Healthcare systems evolving out of non-Western cultures are often dismissed as ‘traditional’ or ‘folk’ medicine. The implication here is that they somehow fall short of a superior system developed by a Western, educated, industrialized, rich, and democratic scientific elite (see pages xii, 3, and 268).

However, many of these approaches are of interest in the continuing development of Medical NLP. Our observation has been that some of the methods used are at least as effective as their Western counterparts—albeit most often within the culture in which they are practiced.

This allows supporters of the statistically driven randomized control test approach to file the phenomenon away as a simple example of the placebo effect. A powerful belief in a specific treatment, they say, can yield a positive clinical outcome, even with a protocol that has been shown ‘scientifically’ not to work.

This, we believe to be true. And, it emerges from two recent studies, so do more primary care physicians than might be expected. A national study conducted in the US showed that more than half (56%) of a random sample of family physicians knowingly prescribe placebos in the form of antibiotics and other substances, both active and inert,270 while a stunning 97% of their counterparts in the United Kingdom admitted to using placebos at some point or other in their practices.271 The important point is simply…they know it (or rather, ‘something’) works.

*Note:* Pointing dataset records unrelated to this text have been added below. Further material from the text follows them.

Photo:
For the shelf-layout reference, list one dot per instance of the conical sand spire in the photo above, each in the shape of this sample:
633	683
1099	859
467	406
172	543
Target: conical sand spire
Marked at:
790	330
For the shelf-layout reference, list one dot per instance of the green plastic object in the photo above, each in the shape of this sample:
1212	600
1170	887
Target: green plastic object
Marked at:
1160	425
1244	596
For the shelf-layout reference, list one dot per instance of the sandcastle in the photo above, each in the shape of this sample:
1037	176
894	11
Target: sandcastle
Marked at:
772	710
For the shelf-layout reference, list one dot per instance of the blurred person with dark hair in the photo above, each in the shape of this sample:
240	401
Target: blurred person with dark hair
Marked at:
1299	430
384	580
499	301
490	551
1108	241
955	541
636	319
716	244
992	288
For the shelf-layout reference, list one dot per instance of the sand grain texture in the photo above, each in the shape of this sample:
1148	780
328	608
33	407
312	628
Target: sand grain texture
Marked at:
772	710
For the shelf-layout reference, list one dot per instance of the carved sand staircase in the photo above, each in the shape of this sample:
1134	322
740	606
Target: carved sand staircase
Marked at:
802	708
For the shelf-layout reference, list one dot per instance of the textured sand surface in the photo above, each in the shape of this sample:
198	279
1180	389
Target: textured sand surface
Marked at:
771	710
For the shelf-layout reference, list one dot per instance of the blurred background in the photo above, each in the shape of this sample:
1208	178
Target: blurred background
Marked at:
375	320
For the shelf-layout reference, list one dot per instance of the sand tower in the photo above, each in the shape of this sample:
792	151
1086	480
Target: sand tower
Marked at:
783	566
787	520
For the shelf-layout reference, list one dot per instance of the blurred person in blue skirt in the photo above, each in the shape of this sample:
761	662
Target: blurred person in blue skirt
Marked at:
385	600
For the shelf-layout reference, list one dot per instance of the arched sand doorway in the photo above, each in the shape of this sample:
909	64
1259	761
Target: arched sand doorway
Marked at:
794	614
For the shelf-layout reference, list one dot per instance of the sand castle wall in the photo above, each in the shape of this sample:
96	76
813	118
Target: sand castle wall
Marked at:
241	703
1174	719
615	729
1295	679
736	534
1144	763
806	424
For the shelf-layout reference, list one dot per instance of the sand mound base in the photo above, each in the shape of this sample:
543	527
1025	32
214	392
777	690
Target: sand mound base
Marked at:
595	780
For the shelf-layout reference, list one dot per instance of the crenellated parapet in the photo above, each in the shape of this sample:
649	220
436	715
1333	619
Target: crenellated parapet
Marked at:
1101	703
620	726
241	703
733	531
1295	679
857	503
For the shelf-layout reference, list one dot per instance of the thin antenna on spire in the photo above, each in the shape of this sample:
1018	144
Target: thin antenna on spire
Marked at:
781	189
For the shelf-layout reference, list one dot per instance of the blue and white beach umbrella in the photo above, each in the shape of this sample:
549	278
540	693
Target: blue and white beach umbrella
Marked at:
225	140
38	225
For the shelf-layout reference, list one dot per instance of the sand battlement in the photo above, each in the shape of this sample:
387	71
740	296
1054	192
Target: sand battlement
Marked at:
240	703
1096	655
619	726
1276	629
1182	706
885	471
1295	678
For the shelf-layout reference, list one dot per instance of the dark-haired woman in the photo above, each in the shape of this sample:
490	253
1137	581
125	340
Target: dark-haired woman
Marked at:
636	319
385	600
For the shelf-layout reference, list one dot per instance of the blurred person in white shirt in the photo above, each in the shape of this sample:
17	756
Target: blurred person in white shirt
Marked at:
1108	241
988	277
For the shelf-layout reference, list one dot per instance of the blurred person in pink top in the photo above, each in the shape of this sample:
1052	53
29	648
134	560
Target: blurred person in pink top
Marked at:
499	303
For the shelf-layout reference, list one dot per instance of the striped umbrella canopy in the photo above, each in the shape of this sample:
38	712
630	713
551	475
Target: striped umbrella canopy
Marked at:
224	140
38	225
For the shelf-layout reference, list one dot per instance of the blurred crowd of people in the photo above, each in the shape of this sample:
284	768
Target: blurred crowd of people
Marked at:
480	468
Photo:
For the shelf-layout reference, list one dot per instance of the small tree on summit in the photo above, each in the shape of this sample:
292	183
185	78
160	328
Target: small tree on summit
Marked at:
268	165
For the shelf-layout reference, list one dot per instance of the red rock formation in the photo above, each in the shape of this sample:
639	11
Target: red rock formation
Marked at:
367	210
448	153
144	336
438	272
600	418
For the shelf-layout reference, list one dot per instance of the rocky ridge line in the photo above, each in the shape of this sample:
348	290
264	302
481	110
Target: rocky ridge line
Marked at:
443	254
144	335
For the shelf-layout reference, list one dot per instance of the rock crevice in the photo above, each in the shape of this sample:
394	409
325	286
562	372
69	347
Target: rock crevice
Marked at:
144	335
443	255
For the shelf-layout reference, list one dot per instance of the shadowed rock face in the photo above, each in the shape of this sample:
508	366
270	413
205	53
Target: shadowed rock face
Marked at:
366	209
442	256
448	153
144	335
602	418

In other cultures, belief—or the ‘meaning’ of the treatment—is often regarded as an integral part of treatment, a phenomenon now supported by developments in PET scanning. While many areas of the brain are activated by the application of a placebo, some, including the anterior cingulate cortex, dorsolateral prefrontal cortex and basal ganglia, are related to interpretation of threat and the initiation of a physical response, such as the production of opioid, or pain relieving, chemicals.

Traditional practitioners, known variously as shamans, curanderos, root doctors, native healers, medicine men (or women), kahunas, or sangomas, seem fully aware of this hardwired response, and a considerable part of treatment appears to involve achieving ‘buy-in’ (otherwise known as compliance, or concordance) and a thorough ‘explanation’ of how the disorder has arisen, and how it will be resolved.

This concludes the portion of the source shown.